Entah karena alasan ini, pemerintah menjadi punya argumen menghindar dari usaha pengembangan teater di republik ini. “Kalau kedutaan alias negara lain mendanai pementasan teater di Indonesia, lalu untuk apa lagi dibantu? Mending dana dipakai untuk mengatasi bencana lumpur Lapindo di Sidoarjo.” Kira- kira begitu mungkin kesimpulannya. Jadi protes para seniman yang merasa dianaktirikan menjadi omong kosong. Sudah dibantu negara lain kok?

Kondisi ini menciptakan ritme kerja teater yang mutakhir. Inilah teater musiman, teater yang ‘hidup’ di festival dan sokongan kedutaan. Beberapa grup teater terjebak dalam pola ini. Berpentas ketika festival atau atas undangan kedutaan. Jika dua peristiwa itu tidak ada, maka saatnya masuk proses hibernasi. Ironis.

Meski hanya beberapa grup yang melakukan proses kreatif musiman, terasa menjadi signifikan bila dibandingkan dengan grup teater yang masih aktif berpentas hingga sekarang. Nah, kalau kelompok yang sudah berumur saja melakukan pola itu, bagaimana dengan teater sekolah dan kampus? Ya, mampus.

Teater yang bernaung dalam institusi pendidikan juga setali tiga uang. Kelompok-kelompok teater marak ketika berlangsung hajatan festival teater sekolah dan kampus. Kalau pesta usai, ya hibernasi juga.

Mungkin perlu sejenak melihat ke belakang, supaya berani bertindak lain.

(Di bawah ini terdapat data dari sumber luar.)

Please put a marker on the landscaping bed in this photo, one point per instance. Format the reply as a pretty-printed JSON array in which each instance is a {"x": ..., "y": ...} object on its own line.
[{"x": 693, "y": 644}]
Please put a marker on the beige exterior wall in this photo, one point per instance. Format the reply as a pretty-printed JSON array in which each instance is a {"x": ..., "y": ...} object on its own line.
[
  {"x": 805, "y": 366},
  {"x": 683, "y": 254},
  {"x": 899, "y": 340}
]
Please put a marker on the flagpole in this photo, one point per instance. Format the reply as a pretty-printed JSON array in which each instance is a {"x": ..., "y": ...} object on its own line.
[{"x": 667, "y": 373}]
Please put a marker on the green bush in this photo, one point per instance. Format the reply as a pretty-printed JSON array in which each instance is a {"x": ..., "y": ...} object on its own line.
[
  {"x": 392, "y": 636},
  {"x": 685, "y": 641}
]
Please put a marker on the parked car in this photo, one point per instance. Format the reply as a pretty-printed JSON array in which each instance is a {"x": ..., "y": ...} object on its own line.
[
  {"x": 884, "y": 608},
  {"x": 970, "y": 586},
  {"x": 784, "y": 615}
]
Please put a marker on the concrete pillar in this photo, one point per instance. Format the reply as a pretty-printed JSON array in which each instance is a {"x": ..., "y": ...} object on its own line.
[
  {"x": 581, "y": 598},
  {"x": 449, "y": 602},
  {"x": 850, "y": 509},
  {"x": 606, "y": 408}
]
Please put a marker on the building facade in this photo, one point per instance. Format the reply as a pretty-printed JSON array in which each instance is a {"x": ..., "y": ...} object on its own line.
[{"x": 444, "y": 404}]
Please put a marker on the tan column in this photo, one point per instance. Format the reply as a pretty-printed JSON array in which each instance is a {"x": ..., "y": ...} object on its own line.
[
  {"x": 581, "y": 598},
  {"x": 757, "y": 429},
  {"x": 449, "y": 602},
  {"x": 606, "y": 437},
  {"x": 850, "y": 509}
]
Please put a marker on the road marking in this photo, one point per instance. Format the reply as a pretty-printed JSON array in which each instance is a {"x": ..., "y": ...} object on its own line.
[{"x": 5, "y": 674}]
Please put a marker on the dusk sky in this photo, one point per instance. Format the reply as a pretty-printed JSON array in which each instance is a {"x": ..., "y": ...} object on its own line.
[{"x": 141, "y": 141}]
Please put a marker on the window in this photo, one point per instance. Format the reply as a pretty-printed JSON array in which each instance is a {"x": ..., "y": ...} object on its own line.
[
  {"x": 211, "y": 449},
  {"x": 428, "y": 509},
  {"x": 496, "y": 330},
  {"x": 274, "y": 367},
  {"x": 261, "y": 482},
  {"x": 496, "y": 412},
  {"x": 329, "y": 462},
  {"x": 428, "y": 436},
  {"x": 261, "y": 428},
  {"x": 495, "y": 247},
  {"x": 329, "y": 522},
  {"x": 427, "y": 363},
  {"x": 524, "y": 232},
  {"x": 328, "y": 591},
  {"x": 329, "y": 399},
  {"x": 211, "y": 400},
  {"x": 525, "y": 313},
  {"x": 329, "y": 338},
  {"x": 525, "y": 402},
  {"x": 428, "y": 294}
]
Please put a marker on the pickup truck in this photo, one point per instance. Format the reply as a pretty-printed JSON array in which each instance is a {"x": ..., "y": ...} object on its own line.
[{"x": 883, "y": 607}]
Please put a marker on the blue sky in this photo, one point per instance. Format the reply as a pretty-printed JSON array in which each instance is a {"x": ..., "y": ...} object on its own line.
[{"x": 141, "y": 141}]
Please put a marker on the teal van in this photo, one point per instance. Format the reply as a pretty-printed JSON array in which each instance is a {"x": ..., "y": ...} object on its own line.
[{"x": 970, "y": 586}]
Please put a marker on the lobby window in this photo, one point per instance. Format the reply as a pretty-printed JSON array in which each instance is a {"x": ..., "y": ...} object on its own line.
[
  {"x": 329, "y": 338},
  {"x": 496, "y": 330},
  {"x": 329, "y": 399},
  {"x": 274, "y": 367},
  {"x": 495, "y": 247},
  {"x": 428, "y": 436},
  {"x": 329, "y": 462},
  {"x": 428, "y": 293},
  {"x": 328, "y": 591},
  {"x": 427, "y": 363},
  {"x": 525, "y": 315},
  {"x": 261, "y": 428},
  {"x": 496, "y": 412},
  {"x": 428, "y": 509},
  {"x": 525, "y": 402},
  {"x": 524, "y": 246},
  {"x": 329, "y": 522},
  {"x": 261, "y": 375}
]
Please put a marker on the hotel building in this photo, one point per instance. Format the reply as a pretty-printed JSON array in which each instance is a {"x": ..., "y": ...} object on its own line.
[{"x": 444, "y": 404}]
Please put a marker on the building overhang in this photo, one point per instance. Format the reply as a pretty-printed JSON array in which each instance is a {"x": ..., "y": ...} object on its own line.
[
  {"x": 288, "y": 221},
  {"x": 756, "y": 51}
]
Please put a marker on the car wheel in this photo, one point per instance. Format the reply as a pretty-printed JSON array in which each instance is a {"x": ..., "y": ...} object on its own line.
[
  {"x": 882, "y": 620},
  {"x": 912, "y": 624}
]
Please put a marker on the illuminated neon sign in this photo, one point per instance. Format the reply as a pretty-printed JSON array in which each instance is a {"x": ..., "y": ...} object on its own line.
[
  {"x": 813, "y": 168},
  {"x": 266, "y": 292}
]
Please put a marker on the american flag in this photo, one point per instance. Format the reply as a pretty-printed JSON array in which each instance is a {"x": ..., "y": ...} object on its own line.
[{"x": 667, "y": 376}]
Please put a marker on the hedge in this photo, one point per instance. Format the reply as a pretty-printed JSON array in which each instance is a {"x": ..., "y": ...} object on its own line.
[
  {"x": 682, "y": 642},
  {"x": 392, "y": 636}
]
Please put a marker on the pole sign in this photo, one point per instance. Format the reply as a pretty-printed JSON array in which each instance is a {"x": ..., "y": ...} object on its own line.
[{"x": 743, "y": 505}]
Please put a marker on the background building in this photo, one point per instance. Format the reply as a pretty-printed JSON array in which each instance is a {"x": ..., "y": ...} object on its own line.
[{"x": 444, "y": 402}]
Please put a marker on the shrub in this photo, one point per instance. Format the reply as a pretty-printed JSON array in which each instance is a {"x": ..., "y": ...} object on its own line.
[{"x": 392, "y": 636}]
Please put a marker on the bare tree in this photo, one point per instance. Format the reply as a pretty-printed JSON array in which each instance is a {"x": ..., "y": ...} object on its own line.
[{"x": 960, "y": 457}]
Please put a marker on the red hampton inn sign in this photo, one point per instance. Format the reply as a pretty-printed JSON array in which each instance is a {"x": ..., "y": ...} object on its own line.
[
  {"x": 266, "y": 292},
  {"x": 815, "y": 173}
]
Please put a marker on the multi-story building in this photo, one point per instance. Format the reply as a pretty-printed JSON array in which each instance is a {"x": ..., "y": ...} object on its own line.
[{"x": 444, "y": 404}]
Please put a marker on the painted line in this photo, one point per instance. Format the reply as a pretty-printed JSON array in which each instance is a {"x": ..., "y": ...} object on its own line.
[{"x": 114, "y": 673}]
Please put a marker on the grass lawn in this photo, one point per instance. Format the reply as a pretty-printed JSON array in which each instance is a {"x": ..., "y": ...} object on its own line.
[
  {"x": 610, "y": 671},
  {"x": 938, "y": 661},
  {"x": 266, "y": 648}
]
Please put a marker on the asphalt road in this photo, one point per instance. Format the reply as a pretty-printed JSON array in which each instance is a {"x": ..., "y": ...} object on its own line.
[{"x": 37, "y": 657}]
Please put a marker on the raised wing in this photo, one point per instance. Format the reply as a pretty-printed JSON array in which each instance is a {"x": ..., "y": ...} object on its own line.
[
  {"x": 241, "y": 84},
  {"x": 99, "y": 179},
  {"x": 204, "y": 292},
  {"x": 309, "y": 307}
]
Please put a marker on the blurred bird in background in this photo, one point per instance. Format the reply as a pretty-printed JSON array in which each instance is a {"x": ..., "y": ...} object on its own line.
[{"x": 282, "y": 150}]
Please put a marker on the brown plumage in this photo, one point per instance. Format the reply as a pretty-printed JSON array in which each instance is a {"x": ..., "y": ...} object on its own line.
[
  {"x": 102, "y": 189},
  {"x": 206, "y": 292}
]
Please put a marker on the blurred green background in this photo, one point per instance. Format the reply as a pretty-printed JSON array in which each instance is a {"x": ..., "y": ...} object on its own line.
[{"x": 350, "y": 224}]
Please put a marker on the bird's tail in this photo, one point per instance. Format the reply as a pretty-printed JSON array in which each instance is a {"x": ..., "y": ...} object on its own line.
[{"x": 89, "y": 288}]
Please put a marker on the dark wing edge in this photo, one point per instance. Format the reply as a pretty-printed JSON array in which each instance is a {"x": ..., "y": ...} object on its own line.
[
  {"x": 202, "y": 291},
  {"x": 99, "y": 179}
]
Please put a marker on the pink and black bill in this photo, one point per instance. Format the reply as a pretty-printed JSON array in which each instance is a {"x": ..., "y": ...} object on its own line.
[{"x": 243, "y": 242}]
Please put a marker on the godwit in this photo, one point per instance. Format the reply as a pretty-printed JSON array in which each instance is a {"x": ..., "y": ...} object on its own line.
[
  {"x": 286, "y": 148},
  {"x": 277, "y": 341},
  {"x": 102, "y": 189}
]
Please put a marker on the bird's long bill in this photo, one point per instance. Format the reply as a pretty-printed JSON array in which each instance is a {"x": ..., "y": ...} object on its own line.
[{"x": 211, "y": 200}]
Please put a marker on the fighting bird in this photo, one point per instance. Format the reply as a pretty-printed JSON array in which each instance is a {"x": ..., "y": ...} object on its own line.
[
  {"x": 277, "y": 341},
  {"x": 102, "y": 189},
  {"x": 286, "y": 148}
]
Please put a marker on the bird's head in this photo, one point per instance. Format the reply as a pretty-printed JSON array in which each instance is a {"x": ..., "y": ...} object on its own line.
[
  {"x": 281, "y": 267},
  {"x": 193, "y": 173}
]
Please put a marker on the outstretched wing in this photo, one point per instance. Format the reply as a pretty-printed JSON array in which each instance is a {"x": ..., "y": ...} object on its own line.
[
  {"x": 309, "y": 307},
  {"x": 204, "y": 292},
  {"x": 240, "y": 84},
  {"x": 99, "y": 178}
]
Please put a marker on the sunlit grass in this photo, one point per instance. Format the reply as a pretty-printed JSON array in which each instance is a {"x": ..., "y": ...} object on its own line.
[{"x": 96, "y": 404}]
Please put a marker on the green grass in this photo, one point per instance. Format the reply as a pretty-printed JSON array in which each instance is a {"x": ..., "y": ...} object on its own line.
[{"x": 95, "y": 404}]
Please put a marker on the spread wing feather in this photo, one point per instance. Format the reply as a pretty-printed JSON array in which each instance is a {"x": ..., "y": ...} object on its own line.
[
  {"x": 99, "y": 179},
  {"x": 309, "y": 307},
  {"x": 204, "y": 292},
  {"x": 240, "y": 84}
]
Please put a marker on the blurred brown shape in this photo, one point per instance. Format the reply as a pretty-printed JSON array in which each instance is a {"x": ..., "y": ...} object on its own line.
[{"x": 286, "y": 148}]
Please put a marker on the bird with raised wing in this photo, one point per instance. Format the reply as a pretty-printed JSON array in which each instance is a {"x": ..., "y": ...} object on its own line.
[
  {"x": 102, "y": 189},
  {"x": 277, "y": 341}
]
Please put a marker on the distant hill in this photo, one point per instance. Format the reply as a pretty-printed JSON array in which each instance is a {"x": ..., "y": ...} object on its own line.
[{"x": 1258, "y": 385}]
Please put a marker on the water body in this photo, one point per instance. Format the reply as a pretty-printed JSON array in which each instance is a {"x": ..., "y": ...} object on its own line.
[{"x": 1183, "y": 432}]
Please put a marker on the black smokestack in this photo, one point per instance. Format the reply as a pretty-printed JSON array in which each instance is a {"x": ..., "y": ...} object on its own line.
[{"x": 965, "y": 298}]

Mengambil pelajaran ketika ritual agama atau adat, yang menjadi cikal bakal teater modern, masih berlangsung.

Berbicara tentang ritual, berarti tersirat kebutuhan pribadi di sana ketika melakukannya. Upacara tidak semata-mata demi kepentingan pemimpin agama dan kepala suku. Umat atau insan masyarakat sendiri membutuhkan upacara tersebut. Keterlibatan dalam upacara didorong oleh kebutuhan personal, bukan situasional.

Bila memang tidak ada sokongan perhatian dari pemerintah, teater itu bisa berkembang sendiri. Dengan catatan, pementasan dilakukan karena kebutuhan berbuat dan berucap, mewujudkan perasaan terima kasih kepada alam.

Perasaan saya, permintaan sokongan dari kedutaan negara sahabat ini akan sementara saja. Yah, sekedar intermezzo. Toh ke depan akan berjalan sendiri. Pada akhirnya setiap pekan akan ada pementasan teater di Taman Ismail Marzuki, Graha Bhakti Budaya dan Teater Kecil-nya. Gedung Kesenian Jakarta tidak perlu lagi diplesetkan menjadi Gedung Konser Jakarta karena lebih sering dimanfaatkan grup musik, dimana direkturnya yang mahir piano sering ikut mengiringi pengisi acara.

Mari menjadi teater yang bisa hidup di segala musim, tidak lagi hanya musim-musim tertentu! Mari berbuat demi rasa terima kasih terhadap alam. Salam.